Se aquele chapéu e aquelas luvas fossem de minha tia, que, com seus acepipes e sua alegria, sempre deu um sabor de festa a tantos anos de churrasco, certamente o chapéu e as luvas não seriam chapéu e luvas quaisquer, meros objetos: eles teriam uma face: neles, eu veria minha tia, e meu coração recordaria risos, cheiros e sabores ao vê-los abandonados num quintal vazio.
E se a cadeira fosse de meu avô, que não perdia um churrasco, menos pela mesa, que pouco o alimentava, do que pelos receptivos ouvidos de que tanto precisava para desfiar suas inúmeras histórias? Certamente, aquela cadeira estaria balançando sozinha e contando histórias que nunca teriam fim.
E fosse de meu netinho, aquela bicicletinha estaria girando sem parar em torno da pequena piscina, trazendo de volta o repetido sobressalto dominical ao meu coração, porque eu estaria temendo que meu netinho, na sua velocidade, despencasse na piscina.

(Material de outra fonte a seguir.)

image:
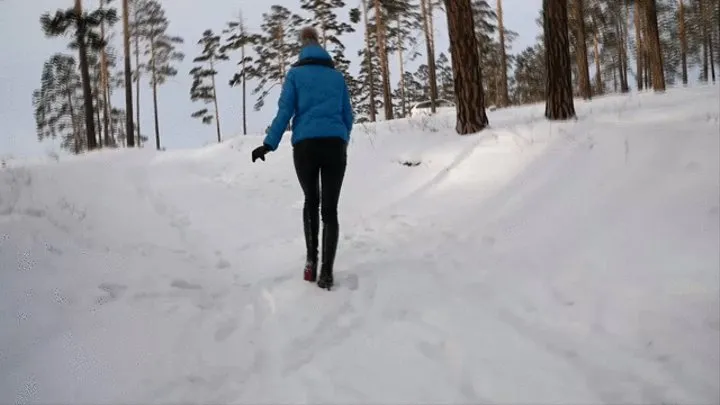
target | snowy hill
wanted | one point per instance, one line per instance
(535, 262)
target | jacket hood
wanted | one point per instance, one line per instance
(314, 52)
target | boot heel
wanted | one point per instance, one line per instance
(310, 273)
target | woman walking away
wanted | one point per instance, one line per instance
(317, 99)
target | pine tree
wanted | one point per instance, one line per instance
(85, 36)
(381, 42)
(445, 78)
(129, 126)
(160, 50)
(201, 90)
(471, 116)
(404, 19)
(368, 72)
(503, 96)
(140, 9)
(491, 67)
(58, 104)
(107, 61)
(239, 39)
(325, 19)
(529, 75)
(578, 24)
(559, 102)
(653, 43)
(362, 89)
(426, 7)
(276, 47)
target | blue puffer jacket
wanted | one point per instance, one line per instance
(316, 97)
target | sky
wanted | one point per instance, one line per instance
(25, 49)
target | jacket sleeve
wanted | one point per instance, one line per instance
(347, 110)
(286, 110)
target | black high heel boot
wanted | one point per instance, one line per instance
(311, 225)
(329, 248)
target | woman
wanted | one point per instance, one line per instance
(317, 99)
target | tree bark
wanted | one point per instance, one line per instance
(581, 51)
(242, 53)
(622, 64)
(104, 79)
(559, 97)
(653, 42)
(129, 127)
(384, 67)
(639, 54)
(85, 73)
(503, 96)
(683, 41)
(368, 59)
(217, 111)
(403, 98)
(598, 71)
(426, 6)
(137, 79)
(73, 122)
(471, 117)
(153, 69)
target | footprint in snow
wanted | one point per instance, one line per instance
(225, 330)
(222, 264)
(113, 292)
(184, 285)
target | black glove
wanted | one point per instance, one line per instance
(259, 152)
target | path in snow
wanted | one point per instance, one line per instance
(537, 262)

Por outro lado, mesmo sendo singularizados pelo traço do pertencimento, se não houvesse um olhar para resgatar as pessoas à sombra daqueles objetos, aqueles objetos e aquelas pessoas o que seriam, além do nítido nulo?
Essas ligeiras observações ocorreram-me após uma longa conversa que tive com Fernando Pessoa. Depois de me falar sobre alguns mistérios da vida, alguns de seus sonhos, de seus impedimentos, de suas tantas incertezas e sobre a metafísica do chocolate, Pessoa convidou-me a debruçar-me, com ele, à janela de seu quarto, para observar a Tabacaria, lá embaixo, e me mostrar o Esteves sem metafísica. Depois, apontando para o Dono da Tabacaria, que chegava à porta e ajeitava a tabuleta da Tabacaria, Pessoa me disse:
“Ele morrerá e eu morrerei.
Ele deixará a tabuleta, eu deixarei versos.

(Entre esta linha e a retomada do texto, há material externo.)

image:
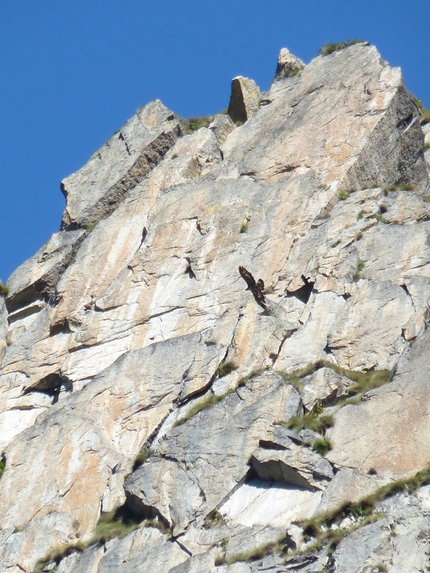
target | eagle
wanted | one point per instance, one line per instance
(256, 287)
(303, 293)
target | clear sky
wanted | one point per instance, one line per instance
(73, 71)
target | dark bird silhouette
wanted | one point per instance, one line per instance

A certa altura morrerá a tabuleta também, e os versos também.
Depois de certa altura morrerá a rua onde esteve a tabuleta,
E a língua em que foram escritos os versos.
Morrerá depois o planeta girante em que tudo isto se deu.”
Não satisfeito, Fernando ainda soprou-me ao ouvido:
“E vou escrever esta história para provar que sou sublime.”
P.S. Vale a pena conversar com Pessoa.